In anticipation of an increased focus on climate change, clean air and environmentalism, some companies have spent years repositioning their businesses. On the other hand, other companies give the appearance of just being in the right place at the right time. It has long been noted that air quality in Chinese cities is a potential flashpoint for civil unrest. The Chinese government’s emphasis on increasing air quality has been to the benefit of two companies on our Approved List, Vale S.A. and Cleveland-Cliffs Inc.

World crude steel production grew by 30 percent from 2006 to 2016. In that time, China’s share grew from 33.6 percent of the total to 49.6 percent of the total and stood at 53.0 percent in August 2018. Much of the production comes from China’s Hebei province, which is particularly susceptible to seasonal smog and haze. Generally, the worst pollution is during the winter heating season from November to March. Chinese authorities have been quick to mandate production cuts at steel factories when the pollutants are particularly bad.

Tangshan, a city of 7 million people in Hebei province, is the top steelmaking city in China. In June 2018, Tangshan was cited by China’s Ministry of Ecology and Environment as having the worst air quality of 169 cities. In July, production curbs were mandated that affected Tangshan’s steel mills. In the past, production curbs were generally blunt instruments but the government has become more sophisticated in controlling pollution. The message now being sent to steel mills is that those who can better control pollution will be allowed to produce, those who can’t control pollution will be shut down.
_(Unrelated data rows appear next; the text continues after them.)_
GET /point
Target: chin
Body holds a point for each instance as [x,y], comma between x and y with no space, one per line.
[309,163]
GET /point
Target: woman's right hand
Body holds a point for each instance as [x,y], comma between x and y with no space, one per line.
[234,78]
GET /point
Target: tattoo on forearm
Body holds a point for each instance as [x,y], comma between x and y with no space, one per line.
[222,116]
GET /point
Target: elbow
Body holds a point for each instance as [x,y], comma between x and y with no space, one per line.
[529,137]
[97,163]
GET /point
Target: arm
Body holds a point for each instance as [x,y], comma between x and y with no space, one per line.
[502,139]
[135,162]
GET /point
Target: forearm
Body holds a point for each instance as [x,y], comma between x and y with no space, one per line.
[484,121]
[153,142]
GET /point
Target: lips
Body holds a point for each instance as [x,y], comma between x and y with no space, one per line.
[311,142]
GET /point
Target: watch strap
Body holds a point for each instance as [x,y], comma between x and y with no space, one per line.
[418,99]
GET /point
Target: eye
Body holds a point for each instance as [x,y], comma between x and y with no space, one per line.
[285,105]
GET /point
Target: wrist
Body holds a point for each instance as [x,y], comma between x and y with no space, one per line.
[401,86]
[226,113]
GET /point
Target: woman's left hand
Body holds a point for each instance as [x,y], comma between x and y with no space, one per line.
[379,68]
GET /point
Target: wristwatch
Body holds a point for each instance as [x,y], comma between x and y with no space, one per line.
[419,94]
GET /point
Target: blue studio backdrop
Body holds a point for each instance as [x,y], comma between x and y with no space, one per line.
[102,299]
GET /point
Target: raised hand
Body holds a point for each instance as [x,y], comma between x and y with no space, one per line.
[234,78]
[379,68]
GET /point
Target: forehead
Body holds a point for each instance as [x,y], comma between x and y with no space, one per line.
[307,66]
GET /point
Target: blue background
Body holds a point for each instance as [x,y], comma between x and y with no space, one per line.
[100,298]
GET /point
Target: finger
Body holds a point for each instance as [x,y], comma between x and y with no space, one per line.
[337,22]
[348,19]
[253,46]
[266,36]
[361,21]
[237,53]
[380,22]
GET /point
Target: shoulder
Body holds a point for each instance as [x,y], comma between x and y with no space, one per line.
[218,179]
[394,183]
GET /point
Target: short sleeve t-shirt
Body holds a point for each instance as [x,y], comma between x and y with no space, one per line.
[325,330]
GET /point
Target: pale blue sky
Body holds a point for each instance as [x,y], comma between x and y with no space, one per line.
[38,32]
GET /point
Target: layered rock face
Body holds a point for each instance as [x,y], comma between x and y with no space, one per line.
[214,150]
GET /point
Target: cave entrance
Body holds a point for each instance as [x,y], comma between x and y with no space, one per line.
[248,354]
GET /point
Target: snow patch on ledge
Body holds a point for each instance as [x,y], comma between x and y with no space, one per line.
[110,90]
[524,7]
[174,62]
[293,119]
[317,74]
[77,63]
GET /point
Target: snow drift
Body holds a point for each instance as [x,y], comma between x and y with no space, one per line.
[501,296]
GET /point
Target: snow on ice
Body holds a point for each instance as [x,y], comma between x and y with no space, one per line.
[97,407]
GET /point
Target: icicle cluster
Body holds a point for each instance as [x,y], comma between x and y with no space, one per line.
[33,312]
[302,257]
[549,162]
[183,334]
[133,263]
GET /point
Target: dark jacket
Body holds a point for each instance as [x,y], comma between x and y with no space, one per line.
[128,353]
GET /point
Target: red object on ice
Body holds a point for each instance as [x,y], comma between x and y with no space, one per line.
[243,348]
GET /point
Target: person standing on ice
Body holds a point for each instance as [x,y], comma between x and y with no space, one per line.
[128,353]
Steel mills can partially control the amount of pollution produced by using different ingredients. In general, the cheaper ingredients produce more pollution. Ore with a lower iron content and finely ground ores are two of the cheaper ingredients that are often replaced by more expensive ingredients, ores with higher iron content, pellets and lump ores. Depending on the season, premiums for the expensive products in China can increase substantially. China’s market position means that iron ore prices in China are the benchmarks from which global prices are derived.

The primary suppliers of iron ore to Chinese steel mills are three Australian companies (Rio Tinto, BHP, and Fortescue) and one Brazilian company, Vale. Each of these companies has iron ore mines with different properties and can emphasize production from one mine over the other depending on market conditions. Fortescue is notable for being the low-cost producer but also having lower quality ore, which commands lower prices. Vale is notable for being able to more easily produce higher quality ore that commands premium prices. Vale is at a relative disadvantage to the three Australian companies because of the transportation cost differential between Australia to China versus Brazil to China.

Cleveland-Cliffs’ sells iron ore pellets to North American steel producers under long-term supply contracts. The prices specified in the supply agreements are subject to adjustment based on Chinese prices on high-grade iron ore, prices of an Atlantic Basin pellet premium (which of course is affected by Chinese prices), domestic steel prices, freight rates, and certain narrow Producer Price Indices.

At LM Capital, we believe that identifying future beneficiaries of societal change can lead to better client performance. We realize that these beneficiaries are often not necessarily global leaders in sustainability reporting or performance. However, these companies are acutely aware of the shifting winds and we expect that it will affect their response to investor emphasis on these factors.

Patrick Faul, CFA, is the director of research at LM Capital Group.